Rarely today, when a clinician determines that a patient has a mild, self-limited disorder for which an active medication does not exist or is not indicated (eg, nonspecific malaise or tiredness), a placebo may be prescribed. The reasoning is that the placebo satisfies patients’ requests for treatment without exposing them to potential adverse effects and often makes them feel better—due to the placebo effect or spontaneous improvement.

Placebos and ethical considerations

Participants in clinical trials are informed as part of the informed consent process that they may receive the treatment or a placebo.

Sometimes, the ethical consideration is whether a placebo should be given at all. When effective treatment exists (eg, opioid analgesics for severe pain), it is typically considered unethical to deprive study participants of treatment by giving a placebo; in such cases, an established treatment is used as a comparator to the studied intervention.

When a placebo is given in medical practice, patients are not told they are receiving an inactive treatment. This deception is controversial. Some clinicians argue that it is prima facie (Latin for “at first view”) unethical and, if discovered, may damage the clinician-patient relationship. Others suggest that it is more unethical to not give something that may make patients feel better. Giving an active treatment solely for placebo effect may be further considered unethical because it exposes patients to actual adverse effects (as opposed to nocebo adverse effects).

Placebos references

  1. 1. Hafliðadóttir SH, Juhl CB, Nielsen SM, et al. Placebo response and effect in randomized clinical trials: meta-research with focus on contextual effects. Trials. 2021;22(1):493. Published 2021 Jul 26. doi:10.1186/s13063-021-05454-8

  2. 2. Kern A, Kramm C, Witt CM, Barth J. The influence of personality traits on the placebo/nocebo response: A systematic review. J Psychosom Res. 2020;128:109866. doi:10.1016/j.jpsychores.2019.109866

Drug Safety

Adverse drug reaction (also called adverse drug effect) is a broad term referring to an unintended effect of a medication that is undesirable, unpleasant, or harmful. Serious adverse events include those that are life-threatening or result in hospitalization, disability, or congenital anomalies.

Safety of medications is defined by patient-centered outcomes. Surrogate adverse effects (eg, alteration of concentrations of serum markers) are often used in clinical trials but should ideally correlate with patient-centered adverse effects.

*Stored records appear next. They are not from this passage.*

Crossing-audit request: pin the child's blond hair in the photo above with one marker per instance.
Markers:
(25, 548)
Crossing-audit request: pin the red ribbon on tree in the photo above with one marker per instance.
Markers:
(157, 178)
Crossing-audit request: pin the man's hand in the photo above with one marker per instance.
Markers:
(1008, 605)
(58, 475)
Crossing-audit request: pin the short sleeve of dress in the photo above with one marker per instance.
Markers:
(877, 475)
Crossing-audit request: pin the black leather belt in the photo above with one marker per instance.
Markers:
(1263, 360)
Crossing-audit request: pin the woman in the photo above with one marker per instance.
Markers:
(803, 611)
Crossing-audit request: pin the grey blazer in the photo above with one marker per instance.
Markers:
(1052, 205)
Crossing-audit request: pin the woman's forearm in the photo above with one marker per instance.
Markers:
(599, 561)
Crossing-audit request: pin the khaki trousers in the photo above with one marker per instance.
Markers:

Carefully designed clinical trials to prove efficacy may not identify adverse effects if the time needed to develop an adverse effect is longer than the time needed for benefit to occur or if the adverse effect is rare. For example, proton pump inhibitors can relieve gastroesophageal reflux disease symptoms within a few days, and thus their efficacy can be shown in a comparatively brief study. However, long-term use has been associated with vitamin B12 malabsorption not detectable in short-term trials. For this reason, and because clinical trials may exclude certain patient populations and high-risk patients, adverse effects may not be fully known until a medication has been in widespread clinical use for years.